Dalam serangan pembakaran di monumen homoseksual yang dianiaya di bawah Sosialisme Nasional di Berlin, polisi menangkap seorang pria pada hari Selasa.
Tersangka berusia 63 tahun, yang namanya belum dirilis, dituduh melemparkan benda yang terbakar ke tugu peringatan beton pada hari Sabtu dalam upaya untuk membakarnya, kata pihak berwenang dalam sebuah pernyataan pada hari Rabu. Mereka juga mengatakan pria itu diduga memposting catatan di monumen dengan ayat-ayat Alkitab dan referensi Kristen.
Polisi menambahkan bahwa pria itu diduga melakukan serangan pembakaran lebih lanjut di kotak publik berisi buku tentang sejarah Holocaust dan di bar lesbian Berlin dari Sabtu hingga Senin. Dia ditangkap di rumahnya, kata polisi, di mana dia “secara luas mengakui tindakan tersebut.”
Menteri Negara Kebudayaan Claudia Roth mengutuk tindakan vandalisme dan meminta Jerman untuk “bertindak bersama melawan musuh demokrasi”.
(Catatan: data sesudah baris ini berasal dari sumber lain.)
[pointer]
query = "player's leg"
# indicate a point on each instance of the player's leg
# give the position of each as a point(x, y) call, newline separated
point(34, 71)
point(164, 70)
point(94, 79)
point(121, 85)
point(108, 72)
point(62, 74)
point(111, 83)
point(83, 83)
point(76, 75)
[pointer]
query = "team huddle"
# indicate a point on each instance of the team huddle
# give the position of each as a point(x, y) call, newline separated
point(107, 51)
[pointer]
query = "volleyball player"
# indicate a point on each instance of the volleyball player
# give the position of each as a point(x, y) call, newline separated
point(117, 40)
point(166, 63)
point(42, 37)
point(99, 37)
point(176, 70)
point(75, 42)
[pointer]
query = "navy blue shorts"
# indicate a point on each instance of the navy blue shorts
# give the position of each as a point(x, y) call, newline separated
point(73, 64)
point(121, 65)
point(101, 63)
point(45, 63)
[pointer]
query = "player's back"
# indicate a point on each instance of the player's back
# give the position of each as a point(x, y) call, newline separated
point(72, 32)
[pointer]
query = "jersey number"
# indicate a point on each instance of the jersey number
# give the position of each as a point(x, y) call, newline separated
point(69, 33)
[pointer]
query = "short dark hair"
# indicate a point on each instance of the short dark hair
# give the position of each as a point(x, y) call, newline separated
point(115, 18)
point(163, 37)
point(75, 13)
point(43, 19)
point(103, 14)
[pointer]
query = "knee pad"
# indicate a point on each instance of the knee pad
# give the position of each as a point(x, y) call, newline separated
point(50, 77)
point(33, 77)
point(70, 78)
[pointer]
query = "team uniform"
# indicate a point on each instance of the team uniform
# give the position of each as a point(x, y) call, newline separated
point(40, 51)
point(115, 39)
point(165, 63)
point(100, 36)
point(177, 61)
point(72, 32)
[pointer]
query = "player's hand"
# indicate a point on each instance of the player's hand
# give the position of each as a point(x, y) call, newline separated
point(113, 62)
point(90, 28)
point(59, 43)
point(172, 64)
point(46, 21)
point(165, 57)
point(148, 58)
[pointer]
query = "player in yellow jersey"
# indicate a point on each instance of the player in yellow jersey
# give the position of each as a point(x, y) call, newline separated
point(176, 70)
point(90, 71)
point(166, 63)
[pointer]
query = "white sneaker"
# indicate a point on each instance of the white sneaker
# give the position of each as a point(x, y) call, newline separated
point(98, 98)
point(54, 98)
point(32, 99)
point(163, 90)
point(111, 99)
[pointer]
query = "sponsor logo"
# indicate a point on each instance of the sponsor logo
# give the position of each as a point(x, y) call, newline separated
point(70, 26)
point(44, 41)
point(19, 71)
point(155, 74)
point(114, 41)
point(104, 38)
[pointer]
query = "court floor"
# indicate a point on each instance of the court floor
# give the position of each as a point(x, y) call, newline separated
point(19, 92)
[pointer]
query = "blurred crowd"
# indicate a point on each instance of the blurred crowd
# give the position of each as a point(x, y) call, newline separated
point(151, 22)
“Di mana pun kita menjumpai kebencian dan kebencian, kita tidak boleh menerimanya dengan diam-diam” dia menulis di X pada hari Selasa (sebelumnya dikenal sebagai Twitter). “‘Tidak pernah lagi’ seharusnya tidak menjadi basa-basi.”
Menurut Holocaust Memorial Day Trust, sebuah badan amal Inggris yang didedikasikan untuk memperingati mereka yang terbunuh dalam Holocaust, kaum gay dan lesbian secara sistematis ditindas dan dianiaya di bawah rezim Nazi Jerman dari tahun 1933 hingga 1945. Diperkirakan 50.000 telah dihukum karena kejahatan yang berkaitan dengan seksualitas mereka. Badan amal tersebut memperkirakan bahwa sekitar 10.000 hingga 15.000 pria gay dikirim ke kamp konsentrasi Nazi.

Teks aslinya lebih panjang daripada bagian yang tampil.